In queste sere, noi laici presenti in questo viaggio ci siamo ritrovati diverse volte a domandarci proprio cosa significhi il termine “annuncio”, di cui abbiamo tanto sentito parlare in ogni luogo incontrato. Per te, per la tua esperienza di missionario, che significato ha?
Credo che il Signore stesso ci abbia insegnato il significato con la sua vita. Agli stessi discepoli che gli chiedevano “Maestro, dove abiti?” lui ha risposto “Venite e seguitemi”.
Ecco, io credo che l’annuncio sia il cercare di vivere, innanzitutto personalmente, il vangelo e poi annunciarlo con la testimonianza della vita. Questo penso sia l’essenziale, perché la gente
dovunque è stanca di parole, parole, parole e vuole incontrare gente che in prima persona mostri di vivere il messaggio di Cristo. E quindi aspetta testimoni nella preghiera, testimoni nella carità, testimoni nelle opere di misericordia. Bisogna però stare attenti a non cadere nella tentazione di atteggiamenti del tipo “io so, e quindi dico: fate”, al contrario occorre rimboccarsi le maniche e lavorare insieme alla gente. Questo penso valga in tutti i campi e per
tutte le persone: ecco il significato dell’annunciare il vangelo.

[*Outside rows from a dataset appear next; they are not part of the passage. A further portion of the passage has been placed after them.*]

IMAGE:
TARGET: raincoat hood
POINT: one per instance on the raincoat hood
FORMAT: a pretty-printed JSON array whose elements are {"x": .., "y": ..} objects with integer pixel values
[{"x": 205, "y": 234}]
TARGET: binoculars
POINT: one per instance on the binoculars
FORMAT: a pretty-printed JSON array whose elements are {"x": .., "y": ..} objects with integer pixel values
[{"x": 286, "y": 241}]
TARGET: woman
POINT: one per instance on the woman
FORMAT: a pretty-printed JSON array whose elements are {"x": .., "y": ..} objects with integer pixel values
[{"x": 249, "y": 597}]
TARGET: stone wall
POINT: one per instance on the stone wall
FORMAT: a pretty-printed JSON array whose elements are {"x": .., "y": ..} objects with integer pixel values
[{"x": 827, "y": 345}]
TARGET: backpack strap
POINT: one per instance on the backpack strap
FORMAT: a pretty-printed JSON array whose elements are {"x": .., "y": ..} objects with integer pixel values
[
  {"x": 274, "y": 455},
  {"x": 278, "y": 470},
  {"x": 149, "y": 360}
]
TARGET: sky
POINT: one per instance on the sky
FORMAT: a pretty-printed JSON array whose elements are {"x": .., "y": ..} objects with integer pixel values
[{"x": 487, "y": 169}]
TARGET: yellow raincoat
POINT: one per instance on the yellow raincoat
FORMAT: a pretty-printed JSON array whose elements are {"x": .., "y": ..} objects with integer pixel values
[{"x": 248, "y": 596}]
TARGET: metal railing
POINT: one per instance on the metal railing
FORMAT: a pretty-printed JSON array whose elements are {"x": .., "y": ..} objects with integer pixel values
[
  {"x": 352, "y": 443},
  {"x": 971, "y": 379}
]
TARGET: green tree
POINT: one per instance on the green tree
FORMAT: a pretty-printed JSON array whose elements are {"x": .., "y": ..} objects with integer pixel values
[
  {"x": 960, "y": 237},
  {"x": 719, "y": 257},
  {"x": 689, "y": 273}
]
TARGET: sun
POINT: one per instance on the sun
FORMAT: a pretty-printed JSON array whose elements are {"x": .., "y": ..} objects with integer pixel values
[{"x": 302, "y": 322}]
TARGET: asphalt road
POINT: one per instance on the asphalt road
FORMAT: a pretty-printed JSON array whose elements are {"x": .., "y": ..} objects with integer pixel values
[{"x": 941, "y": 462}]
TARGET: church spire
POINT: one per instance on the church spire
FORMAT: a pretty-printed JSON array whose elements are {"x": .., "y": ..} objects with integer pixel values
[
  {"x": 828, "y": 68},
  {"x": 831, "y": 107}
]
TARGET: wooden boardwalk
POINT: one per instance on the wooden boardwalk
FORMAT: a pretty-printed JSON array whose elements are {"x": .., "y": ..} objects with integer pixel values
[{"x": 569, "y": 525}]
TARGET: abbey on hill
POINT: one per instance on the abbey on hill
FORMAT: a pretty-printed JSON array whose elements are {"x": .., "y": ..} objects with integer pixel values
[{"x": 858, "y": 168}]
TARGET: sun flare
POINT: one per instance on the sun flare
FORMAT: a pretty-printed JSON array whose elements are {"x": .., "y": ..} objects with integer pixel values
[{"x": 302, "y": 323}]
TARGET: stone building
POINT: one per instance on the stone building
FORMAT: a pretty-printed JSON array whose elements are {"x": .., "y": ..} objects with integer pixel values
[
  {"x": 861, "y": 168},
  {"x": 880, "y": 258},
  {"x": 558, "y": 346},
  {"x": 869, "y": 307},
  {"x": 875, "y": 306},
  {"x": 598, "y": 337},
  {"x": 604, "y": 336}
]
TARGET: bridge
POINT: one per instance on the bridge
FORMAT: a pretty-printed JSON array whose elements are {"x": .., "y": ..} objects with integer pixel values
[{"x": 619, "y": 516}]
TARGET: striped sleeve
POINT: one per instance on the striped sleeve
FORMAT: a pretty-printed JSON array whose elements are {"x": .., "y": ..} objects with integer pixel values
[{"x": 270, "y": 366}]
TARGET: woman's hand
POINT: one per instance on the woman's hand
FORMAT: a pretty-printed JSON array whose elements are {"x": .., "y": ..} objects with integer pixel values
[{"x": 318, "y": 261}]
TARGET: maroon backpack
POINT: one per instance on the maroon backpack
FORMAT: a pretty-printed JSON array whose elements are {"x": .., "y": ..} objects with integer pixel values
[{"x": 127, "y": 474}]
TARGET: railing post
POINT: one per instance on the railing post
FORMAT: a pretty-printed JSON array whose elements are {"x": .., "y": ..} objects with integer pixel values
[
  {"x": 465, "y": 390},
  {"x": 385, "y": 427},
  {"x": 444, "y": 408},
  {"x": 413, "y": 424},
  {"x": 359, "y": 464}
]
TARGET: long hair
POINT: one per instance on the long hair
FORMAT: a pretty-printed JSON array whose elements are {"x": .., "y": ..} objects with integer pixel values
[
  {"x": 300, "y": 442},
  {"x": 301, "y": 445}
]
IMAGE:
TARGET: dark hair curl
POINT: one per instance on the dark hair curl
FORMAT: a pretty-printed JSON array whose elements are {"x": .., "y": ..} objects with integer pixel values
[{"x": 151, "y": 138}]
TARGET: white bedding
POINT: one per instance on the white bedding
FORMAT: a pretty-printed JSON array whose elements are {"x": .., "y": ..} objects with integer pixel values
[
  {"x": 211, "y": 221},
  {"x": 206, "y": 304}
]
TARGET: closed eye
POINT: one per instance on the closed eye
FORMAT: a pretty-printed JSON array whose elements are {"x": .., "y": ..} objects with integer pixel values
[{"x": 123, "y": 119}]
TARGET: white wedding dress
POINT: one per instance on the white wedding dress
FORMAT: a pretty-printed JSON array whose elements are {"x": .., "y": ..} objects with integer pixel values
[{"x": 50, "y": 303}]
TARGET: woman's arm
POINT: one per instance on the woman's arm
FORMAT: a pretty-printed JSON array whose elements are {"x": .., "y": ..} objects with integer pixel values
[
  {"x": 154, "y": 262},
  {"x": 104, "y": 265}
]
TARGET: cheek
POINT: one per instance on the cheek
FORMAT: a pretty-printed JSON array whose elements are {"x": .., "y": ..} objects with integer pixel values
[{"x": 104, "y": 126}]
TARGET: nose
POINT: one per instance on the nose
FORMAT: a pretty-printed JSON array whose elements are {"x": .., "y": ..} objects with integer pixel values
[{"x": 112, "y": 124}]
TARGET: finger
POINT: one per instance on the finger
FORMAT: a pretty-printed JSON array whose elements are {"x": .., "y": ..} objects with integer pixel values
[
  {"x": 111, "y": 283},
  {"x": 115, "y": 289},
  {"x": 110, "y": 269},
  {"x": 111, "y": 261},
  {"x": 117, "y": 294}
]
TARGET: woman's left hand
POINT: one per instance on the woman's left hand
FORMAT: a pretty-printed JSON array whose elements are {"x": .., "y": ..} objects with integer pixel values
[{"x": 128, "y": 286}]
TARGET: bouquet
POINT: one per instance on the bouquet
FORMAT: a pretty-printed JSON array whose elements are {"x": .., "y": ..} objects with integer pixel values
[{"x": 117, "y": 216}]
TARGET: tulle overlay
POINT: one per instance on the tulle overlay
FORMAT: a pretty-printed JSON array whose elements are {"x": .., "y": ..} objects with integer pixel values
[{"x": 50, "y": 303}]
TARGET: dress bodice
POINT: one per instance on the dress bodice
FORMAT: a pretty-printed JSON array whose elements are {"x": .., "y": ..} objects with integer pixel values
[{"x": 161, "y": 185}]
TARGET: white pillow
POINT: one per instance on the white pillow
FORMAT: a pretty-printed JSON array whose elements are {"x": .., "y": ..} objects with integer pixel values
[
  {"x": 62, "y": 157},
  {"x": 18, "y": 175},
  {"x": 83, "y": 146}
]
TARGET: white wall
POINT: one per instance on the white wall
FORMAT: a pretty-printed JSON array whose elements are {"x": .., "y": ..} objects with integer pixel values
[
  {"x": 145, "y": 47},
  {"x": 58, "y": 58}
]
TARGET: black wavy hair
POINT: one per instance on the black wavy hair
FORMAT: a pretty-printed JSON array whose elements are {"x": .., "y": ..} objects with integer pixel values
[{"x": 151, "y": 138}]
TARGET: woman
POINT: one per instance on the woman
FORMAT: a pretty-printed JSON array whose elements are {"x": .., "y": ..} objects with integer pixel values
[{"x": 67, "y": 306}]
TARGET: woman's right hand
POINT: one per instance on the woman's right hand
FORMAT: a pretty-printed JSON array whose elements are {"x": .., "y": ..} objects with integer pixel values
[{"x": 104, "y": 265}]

Quale termine useresti per definire l’impegno di questi missionari in terra turca?
La perseveranza, non c’è dubbio. E questo nonostante le grosse difficoltà che abbiamo potuto constatare in questi giorni in un Paese
dove, per quanto il governo si proclami laico e al di sopra delle parti, i missionari sono quasi costretti a vivere nascosti, come fossero nelle catacombe. È di certo difficile vivere in un luogo in cui si è la minoranza assoluta al punto che ci si può contare quasi sulle dita delle mani e conoscere tutti. Ecco, quello che mi ha colpito è proprio la perseveranza con cui questi missionari affrontano ogni giorno il compito che è loro affidato, nonostante tutte le fatiche e certe volte non si veda neppure uno spiraglio. Il loro coraggio di rimanere custodi di questo annuncio mi ha colpito molto.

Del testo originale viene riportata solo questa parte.